People of color are much less likely to be diagnosed with early-stage lung cancer, the report says.

Members of black and Latino communities were 15% less likely to be diagnosed with lung cancer early than white people. Asian Americans were 16% less likely to be diagnosed early.

Latinos with lung cancer were 28% more likely than whites to receive no treatment. For blacks, it was 10%.

American Indians with lung cancer were 13% less likely to be diagnosed early, 21% less likely to undergo surgical treatment, and 23% less likely to survive five years than white people.

Nationally, the number of cases fell by 11% from 2014 to 2018. Nearly 237,000 people will be diagnosed with lung cancer this year, according to the report.

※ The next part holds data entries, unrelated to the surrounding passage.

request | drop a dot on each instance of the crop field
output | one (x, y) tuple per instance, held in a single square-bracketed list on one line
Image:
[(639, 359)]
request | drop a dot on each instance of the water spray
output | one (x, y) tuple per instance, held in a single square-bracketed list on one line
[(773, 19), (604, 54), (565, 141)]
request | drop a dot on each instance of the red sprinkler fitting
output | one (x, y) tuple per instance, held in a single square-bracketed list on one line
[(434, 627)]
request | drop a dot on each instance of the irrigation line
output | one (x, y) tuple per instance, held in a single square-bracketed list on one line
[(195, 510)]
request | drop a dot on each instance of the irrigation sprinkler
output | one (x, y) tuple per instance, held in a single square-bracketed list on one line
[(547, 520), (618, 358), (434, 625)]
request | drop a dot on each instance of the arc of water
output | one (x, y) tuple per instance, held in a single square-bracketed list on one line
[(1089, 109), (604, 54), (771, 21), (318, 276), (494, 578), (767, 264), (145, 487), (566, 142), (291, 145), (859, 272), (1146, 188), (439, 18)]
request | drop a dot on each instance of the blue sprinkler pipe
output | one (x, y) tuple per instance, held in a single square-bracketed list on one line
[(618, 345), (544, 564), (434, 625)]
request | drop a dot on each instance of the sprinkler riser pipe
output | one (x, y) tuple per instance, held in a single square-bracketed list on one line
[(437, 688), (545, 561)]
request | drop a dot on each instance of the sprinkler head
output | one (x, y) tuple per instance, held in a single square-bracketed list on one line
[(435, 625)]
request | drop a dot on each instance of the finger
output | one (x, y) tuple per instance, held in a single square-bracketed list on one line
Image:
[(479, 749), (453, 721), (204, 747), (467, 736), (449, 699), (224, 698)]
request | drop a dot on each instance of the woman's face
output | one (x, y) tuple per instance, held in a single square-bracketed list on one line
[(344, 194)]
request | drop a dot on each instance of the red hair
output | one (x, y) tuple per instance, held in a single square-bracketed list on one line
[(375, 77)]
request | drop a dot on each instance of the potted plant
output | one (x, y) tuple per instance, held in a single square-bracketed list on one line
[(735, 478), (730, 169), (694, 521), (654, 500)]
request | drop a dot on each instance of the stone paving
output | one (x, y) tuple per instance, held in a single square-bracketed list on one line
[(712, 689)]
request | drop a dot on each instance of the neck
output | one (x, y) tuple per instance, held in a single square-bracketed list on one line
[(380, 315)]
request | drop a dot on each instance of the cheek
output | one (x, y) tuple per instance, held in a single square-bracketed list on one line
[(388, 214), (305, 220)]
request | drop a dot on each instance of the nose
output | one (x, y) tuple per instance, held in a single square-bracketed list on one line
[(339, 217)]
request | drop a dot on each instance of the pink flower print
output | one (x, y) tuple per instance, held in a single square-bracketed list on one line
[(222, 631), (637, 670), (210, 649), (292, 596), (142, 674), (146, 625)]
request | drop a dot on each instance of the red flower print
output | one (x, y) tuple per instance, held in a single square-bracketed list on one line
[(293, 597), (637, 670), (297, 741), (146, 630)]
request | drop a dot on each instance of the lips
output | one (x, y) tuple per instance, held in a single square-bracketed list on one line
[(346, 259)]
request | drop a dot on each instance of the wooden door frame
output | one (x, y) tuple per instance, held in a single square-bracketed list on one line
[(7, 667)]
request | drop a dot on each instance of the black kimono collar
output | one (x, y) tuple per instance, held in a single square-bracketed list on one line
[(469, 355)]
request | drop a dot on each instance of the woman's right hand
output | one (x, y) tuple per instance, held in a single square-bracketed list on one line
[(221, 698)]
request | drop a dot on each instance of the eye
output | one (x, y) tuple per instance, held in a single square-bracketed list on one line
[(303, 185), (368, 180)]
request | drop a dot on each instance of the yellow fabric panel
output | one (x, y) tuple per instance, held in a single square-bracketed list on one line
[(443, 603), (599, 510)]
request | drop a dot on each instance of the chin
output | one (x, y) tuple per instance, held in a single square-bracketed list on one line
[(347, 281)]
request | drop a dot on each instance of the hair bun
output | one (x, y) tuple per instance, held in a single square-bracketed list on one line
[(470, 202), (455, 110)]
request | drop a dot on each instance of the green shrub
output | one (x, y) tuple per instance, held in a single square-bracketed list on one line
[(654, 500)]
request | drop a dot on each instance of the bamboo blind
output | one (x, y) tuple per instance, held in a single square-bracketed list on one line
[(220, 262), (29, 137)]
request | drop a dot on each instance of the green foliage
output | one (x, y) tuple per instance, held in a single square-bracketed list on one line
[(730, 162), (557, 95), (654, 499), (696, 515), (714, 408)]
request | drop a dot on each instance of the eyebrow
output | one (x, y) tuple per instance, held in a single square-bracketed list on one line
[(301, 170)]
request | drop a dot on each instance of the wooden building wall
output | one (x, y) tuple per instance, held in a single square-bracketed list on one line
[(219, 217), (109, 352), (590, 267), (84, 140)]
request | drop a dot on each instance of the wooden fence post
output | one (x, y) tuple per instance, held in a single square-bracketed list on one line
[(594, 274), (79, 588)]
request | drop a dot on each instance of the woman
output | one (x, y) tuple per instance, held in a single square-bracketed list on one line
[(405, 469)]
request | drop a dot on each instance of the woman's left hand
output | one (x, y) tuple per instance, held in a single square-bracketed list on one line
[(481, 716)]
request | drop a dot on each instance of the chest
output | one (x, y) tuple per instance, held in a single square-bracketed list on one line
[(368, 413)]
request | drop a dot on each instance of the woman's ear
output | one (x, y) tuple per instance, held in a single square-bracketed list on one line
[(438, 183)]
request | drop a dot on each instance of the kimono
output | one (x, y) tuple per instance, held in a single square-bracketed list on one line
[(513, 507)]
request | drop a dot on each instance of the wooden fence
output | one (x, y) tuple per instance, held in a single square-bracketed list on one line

Cancer rates vary by state. Kentucky, for example, has the worst lung cancer rate. That’s almost 2.3 times the incidence rate in Utah, which has the best rate. This is due to differences in things like available treatments, insurance coverage, and risk factors.

It’s not just smokers who get lung cancer. Other risk factors include exposure to second-hand smoke, radon gas, and air pollution.

About 137 million people live in areas of the United States that have failing grades for unhealthy levels of air pollution, according to the American Lung Association’s 2022 State of the Air Report.

The new report does not explain why the number of lung cancers has declined over the years. One reason may be that fewer people are smoking in the United States than 15 years ago, as noted by the US Centers for Disease Control and Prevention.

“Smoking cessation efforts over the years and the reduction in second-hand smoke due to policies in restaurants and other public places that restrict smoking have truly been fantastic successes from a public health perspective and saved lives. thousands of lives a year,” Heymach said.

Treatments have also “significantly improved”, he said, with “dramatic progress” in survival.

Just ten years ago, for someone with cancer that has spread to other organs, the chance of surviving five years was less than 5%. The expected survival rate was approximately one year.

But with the discovery of targeted therapies known as EGFR inhibitors, pills that target specific mutations in lung cancer, expected survival is now over four years, Heymach said.

These therapies only apply to the 40-50% of patients who have a mutation that can be targeted with a pill.

For others, immunotherapies like PD-1 inhibitors are used to stimulate the immune system to attack the cancer and improve the chances of five-year survival by more than 10%.

“It’s not as high as we would like, but it’s still remarkable progress,” Heymach said. “All of these therapies have really made dramatic differences.”

He says there’s still a lot to be done to help people with lung cancer, but things are looking up.

“Of all the advances in cancer survival over the past few years, a large percentage of those have been specifically linked to lung cancer. Lung cancer is therefore the type of cancer with the most spectacular advances in cancer therapies, and this is certainly a welcome change, because for a long time there has been no progress.